Coronavirus, Albani: ci aspettiamo un aumento dei casi di positivita’

"Non vi nascondo la mia preoccupazione: se la curva continuera' ad aumentare ci sara' un momento in cui non saremo in grado di poter garantire completamente l'assistenza a tutti i pazienti. Speriamo che non succeda, ma se dovesse invece accadere anche noi dovremo attivare la procedura Cross per eventualmente trasferire i nostri pazienti in altre regioni che hanno un minor numero di ricoverati". Cosi' Alberto Albani, referente sanitario regionale per le maxi emergenze, Alberto Albani, nel corso della conferenza stampa a Pescara per fare il punto sull'emergenza coronavirus. Presenti il governatore abruzzese, Marco Marsilio, e' l'assessore regionale alla Salute, Nicoletta Veri'.

"L'appello - ha aggiunto Albani - e' quello di non uscire, di rimanere a casa se non in caso di strettissima necessita'. E' l'unico modo che abbiamo di interrompere la catena di trasmissione del virus bisogna rimanere a casa.
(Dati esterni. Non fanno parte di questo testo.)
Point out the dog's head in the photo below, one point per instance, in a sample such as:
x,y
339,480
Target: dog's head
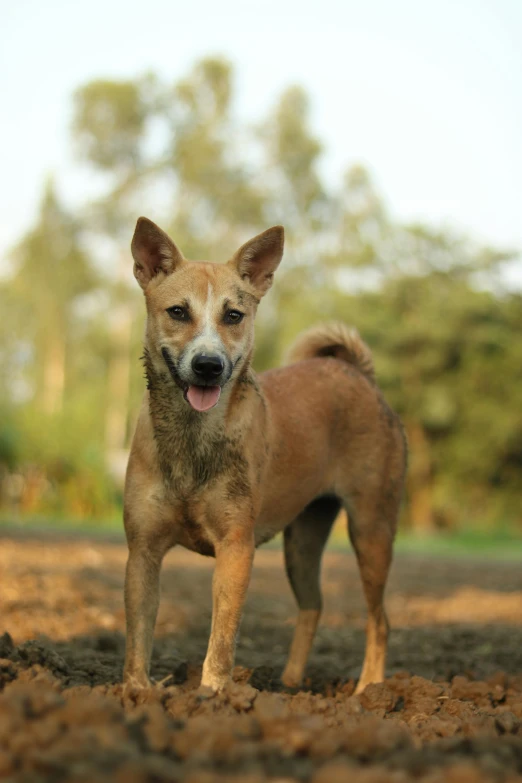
x,y
200,316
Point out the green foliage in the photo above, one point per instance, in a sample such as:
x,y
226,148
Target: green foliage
x,y
430,303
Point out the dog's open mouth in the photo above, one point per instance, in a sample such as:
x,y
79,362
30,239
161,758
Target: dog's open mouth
x,y
202,398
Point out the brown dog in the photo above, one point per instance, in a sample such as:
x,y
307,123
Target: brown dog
x,y
222,460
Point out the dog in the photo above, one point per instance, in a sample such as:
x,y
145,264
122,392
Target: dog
x,y
223,459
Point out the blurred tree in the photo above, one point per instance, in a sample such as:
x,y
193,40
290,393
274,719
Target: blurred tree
x,y
431,304
51,272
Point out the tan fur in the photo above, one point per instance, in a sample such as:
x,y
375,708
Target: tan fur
x,y
333,339
279,452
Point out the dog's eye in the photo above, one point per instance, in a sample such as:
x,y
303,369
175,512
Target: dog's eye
x,y
233,317
178,313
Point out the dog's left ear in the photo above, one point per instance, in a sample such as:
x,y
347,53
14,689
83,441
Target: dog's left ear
x,y
258,259
153,252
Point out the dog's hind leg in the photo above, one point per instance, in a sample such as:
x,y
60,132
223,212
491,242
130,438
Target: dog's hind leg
x,y
304,542
372,530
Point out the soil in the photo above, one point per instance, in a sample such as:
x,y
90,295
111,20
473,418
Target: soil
x,y
450,709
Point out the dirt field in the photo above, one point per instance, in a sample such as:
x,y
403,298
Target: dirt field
x,y
451,709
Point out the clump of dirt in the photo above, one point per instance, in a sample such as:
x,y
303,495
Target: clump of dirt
x,y
451,709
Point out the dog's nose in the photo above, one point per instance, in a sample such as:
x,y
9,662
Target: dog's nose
x,y
208,366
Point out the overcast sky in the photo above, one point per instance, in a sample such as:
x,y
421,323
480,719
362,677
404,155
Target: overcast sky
x,y
426,93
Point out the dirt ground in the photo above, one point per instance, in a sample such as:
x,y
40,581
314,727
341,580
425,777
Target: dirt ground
x,y
450,710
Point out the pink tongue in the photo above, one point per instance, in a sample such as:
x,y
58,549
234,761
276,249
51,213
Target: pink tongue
x,y
202,398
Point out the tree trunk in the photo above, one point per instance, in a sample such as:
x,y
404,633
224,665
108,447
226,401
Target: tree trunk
x,y
118,381
54,376
420,481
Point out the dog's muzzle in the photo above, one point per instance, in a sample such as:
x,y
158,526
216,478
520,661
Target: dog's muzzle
x,y
208,368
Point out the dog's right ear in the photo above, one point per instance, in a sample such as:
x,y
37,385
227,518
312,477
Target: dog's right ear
x,y
153,252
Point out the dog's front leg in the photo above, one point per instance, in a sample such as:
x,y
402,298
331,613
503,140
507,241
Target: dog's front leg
x,y
141,609
234,556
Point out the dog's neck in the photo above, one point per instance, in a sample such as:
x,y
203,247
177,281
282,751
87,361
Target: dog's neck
x,y
193,448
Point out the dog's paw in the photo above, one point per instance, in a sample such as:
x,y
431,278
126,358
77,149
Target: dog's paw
x,y
291,679
205,692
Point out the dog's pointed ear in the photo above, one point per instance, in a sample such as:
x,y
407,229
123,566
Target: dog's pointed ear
x,y
258,259
153,252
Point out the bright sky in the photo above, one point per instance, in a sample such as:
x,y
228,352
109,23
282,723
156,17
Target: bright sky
x,y
426,93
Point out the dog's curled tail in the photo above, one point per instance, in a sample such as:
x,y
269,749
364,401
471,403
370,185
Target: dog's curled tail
x,y
337,340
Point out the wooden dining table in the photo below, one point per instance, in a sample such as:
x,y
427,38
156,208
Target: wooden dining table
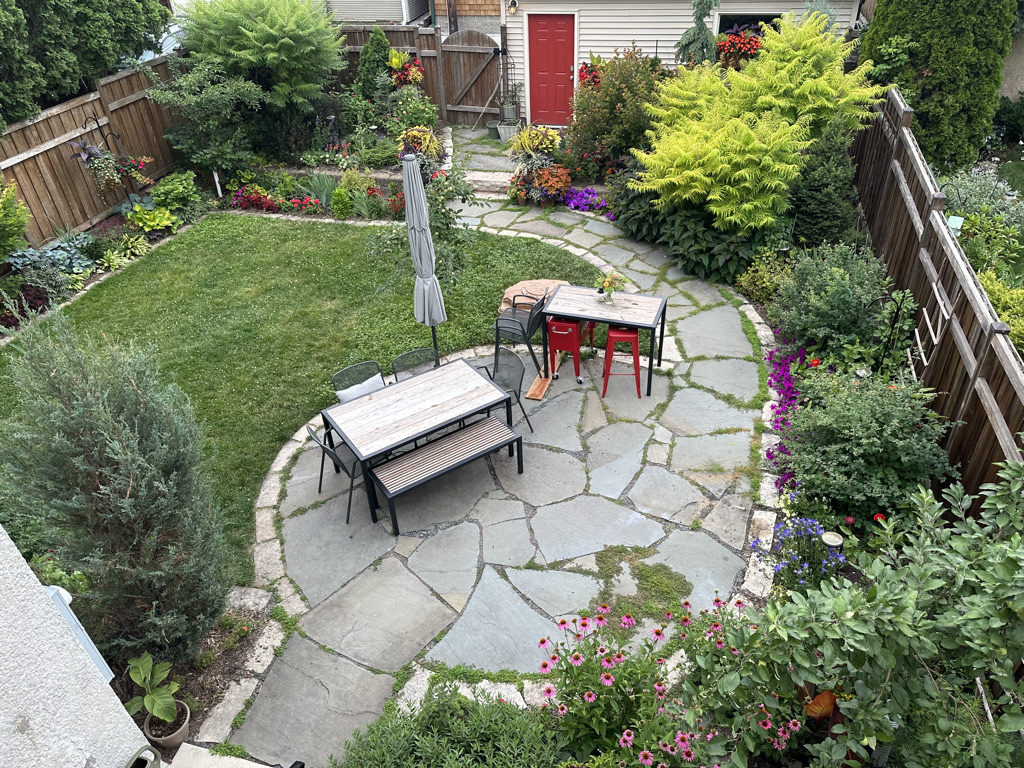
x,y
376,424
628,310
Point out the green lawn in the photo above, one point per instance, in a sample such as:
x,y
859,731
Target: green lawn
x,y
252,315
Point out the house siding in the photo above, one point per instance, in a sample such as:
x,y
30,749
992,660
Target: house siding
x,y
603,26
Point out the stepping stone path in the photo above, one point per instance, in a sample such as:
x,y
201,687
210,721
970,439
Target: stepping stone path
x,y
488,558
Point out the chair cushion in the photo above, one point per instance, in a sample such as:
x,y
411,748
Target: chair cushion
x,y
358,390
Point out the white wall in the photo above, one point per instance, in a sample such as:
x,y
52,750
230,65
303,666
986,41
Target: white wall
x,y
55,709
655,26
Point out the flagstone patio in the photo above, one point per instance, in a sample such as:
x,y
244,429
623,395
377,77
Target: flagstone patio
x,y
488,558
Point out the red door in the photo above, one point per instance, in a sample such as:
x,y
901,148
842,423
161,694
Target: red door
x,y
552,49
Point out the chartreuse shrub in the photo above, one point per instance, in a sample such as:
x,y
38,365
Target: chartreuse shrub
x,y
861,444
937,606
449,730
954,68
732,140
109,457
373,62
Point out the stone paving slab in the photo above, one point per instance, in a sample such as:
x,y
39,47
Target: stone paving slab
x,y
589,523
695,412
322,552
705,562
615,456
725,451
352,623
448,561
547,477
716,333
738,378
309,705
497,631
558,593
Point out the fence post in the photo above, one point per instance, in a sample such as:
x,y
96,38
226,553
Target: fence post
x,y
441,98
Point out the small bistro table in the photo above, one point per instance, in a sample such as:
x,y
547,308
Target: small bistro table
x,y
377,423
628,310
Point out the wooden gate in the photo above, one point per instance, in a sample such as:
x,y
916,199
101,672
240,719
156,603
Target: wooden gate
x,y
470,67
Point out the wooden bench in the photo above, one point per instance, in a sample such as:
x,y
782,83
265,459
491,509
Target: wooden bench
x,y
442,456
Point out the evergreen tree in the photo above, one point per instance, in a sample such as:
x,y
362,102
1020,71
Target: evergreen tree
x,y
821,198
373,60
111,458
955,66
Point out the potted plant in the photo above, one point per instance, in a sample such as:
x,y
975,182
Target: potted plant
x,y
159,701
508,104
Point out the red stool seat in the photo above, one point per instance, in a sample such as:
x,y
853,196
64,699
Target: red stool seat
x,y
627,336
564,336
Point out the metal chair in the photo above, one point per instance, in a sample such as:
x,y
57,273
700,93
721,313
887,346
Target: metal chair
x,y
520,323
344,461
508,373
357,380
408,365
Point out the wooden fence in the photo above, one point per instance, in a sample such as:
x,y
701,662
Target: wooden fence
x,y
964,351
60,193
461,75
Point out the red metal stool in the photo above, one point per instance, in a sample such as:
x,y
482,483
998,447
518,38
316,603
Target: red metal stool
x,y
624,335
564,336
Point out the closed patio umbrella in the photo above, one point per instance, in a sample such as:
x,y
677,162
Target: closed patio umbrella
x,y
428,305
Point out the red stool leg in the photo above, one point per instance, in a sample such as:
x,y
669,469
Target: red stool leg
x,y
635,344
609,352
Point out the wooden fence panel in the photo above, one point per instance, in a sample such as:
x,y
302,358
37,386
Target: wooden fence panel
x,y
963,350
58,189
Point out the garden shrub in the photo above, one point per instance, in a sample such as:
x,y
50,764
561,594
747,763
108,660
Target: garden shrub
x,y
373,62
956,76
13,219
111,459
823,300
821,199
1009,305
213,133
762,278
685,231
451,731
341,204
609,119
732,140
862,444
289,48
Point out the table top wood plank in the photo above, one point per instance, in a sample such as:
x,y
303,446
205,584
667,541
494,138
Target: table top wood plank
x,y
627,308
398,414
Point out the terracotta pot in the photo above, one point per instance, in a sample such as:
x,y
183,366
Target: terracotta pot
x,y
175,739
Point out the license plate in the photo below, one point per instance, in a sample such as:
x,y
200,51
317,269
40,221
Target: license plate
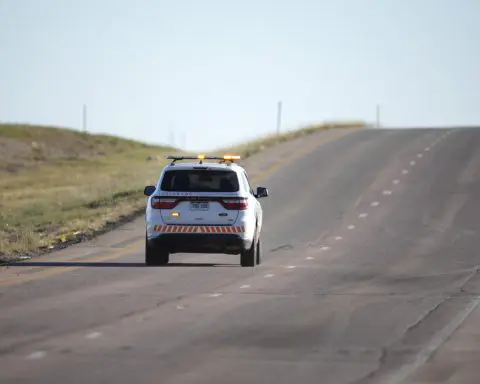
x,y
199,206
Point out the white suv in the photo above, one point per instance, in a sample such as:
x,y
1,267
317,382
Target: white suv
x,y
203,207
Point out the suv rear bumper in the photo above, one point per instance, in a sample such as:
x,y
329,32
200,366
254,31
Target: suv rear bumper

La situazione in Abruzzo in questo momento e' in evoluzione rapida cosi' come avvenuto nel resto del paese. La situazione e' molto pesante e, per il momento, non non ci aspettiamo un calo, ma anzi un aumento dei casi di positivita'. Abbiamo aumentato il numero dei tamponi che possiamo fare giornalmente con il contributo dell'Istituto Zooprofilattico di Teramo. Nei prossimi giorni - ha concluso Albani - saranno fatti a tutto il personale sanitario partendo da quelli piu' a rischio".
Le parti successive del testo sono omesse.